The fun thing is that Intel has a whole stable of 10nm chip designs (which include features like PCIE 4) completely ready to go. Problems with manufacturing yield have prevented them from releasing much of it, other than the aforementioned small-die low core count products, which are easier to get acceptable yield on than larger parts.

Management didn’t want to throw in the towel and backport new tech from these designs (like PCIe 4) to 14nm, so they’ve made progress the last few years only by incremental tweaking of the 14nm process (hence “14+++”) and the Skylake architecture.

ItBreathes posted:

Look into your heart.

I don't even think there are machines in the US capable of making the boards.

There definitely are. Anybody anywhere on the globe can order up the relevant machines and robots, they aren’t anywhere near as expensive as chip fab equipment.

What China has a lock on is high volume manufacturing.
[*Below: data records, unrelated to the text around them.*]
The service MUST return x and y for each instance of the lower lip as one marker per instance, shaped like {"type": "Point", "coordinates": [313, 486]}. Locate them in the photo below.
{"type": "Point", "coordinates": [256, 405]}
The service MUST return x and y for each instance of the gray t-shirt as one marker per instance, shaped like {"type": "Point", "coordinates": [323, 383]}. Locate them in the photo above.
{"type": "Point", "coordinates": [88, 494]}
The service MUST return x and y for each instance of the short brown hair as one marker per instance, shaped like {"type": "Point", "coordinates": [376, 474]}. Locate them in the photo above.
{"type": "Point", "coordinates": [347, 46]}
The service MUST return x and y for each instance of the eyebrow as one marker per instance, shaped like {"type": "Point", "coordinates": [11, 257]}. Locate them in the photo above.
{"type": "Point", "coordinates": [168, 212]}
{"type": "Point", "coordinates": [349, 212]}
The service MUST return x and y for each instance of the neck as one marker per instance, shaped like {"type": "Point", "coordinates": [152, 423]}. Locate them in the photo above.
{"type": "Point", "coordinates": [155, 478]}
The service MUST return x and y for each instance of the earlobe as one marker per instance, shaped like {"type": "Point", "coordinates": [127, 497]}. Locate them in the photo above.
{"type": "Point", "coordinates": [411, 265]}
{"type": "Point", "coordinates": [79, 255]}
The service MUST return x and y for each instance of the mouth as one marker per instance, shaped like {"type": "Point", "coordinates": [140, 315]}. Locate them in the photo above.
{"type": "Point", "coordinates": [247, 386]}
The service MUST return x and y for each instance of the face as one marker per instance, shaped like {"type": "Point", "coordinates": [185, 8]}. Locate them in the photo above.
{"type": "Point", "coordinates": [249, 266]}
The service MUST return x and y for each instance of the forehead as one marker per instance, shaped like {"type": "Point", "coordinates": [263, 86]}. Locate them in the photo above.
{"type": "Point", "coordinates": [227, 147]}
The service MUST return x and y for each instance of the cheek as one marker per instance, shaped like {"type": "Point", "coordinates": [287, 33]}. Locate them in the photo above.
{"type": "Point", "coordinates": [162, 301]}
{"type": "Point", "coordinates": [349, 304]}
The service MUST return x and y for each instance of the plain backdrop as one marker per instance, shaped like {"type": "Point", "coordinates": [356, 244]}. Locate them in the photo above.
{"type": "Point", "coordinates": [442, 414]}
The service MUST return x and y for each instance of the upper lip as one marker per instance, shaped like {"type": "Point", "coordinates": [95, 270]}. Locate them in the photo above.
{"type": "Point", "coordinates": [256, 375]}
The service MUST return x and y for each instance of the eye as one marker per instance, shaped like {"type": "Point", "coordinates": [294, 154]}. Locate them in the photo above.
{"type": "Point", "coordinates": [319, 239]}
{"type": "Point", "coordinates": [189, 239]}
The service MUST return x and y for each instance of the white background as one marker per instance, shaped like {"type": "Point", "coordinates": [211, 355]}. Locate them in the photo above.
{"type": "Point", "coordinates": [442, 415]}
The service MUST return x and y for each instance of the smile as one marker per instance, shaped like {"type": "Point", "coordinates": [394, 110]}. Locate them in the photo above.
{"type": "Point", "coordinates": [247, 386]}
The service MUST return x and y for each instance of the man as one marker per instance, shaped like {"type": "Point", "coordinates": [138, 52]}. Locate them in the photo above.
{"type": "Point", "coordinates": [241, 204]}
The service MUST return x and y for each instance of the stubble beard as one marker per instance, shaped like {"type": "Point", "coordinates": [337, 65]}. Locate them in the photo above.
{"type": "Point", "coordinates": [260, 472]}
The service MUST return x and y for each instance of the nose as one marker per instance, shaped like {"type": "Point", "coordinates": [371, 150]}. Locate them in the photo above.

Low volume is alive and well in the US. Defense, medical, and very high tech have all had reasons to not fully offshore PCB manufacturing and assembly.

Corb3t
Jun 7, 2003

prom candy posted:

Wait i just bought this thing https://www.hypershop.com/collectio...=18028810141758

Is it not going to work properly with my 16"?

It will work but I'd get something from Anker over HyperDrive, and I personally prefer a hub that has a cable so my USB C ports aren't being stressed by the weight of a bunch of cables.

prom candy
Dec 16, 2005

Only I may dance
I got international shipping, at this point it's gonna cost me like $25 just to return it so if it works and it doesn't appear to be pulling on the ports I'll just have to live with it.

grahm
Oct 17, 2005
taxes :(
Idk about anyone else but I'm feeling pretty salty recently re: Apple https://daringfireball.net/2019/11/cook_trump_campaign_ad

What's the point of being the world's most profitable company if you'll shill for whichever dictator gives you an extra dollar? I cancelled my 16" MBP for now, although idk if there are really any ethical tech companies (please let me know if there are). At least a company like Google is not pretending to be the world's friendliest good boy — I know what I'm buying into when I buy it. Maybe the best move is to buy used?

prom candy
Dec 16, 2005

Only I may dance
They've been making them with sweatshop labour for years so I don't see why appearing with orange man would be over the line. You're gonna have a hell of a time ethically sourcing consumer electronics.

grahm
Oct 17, 2005
taxes :(

prom candy posted:

You're gonna have a hell of a time ethically sourcing consumer electronics.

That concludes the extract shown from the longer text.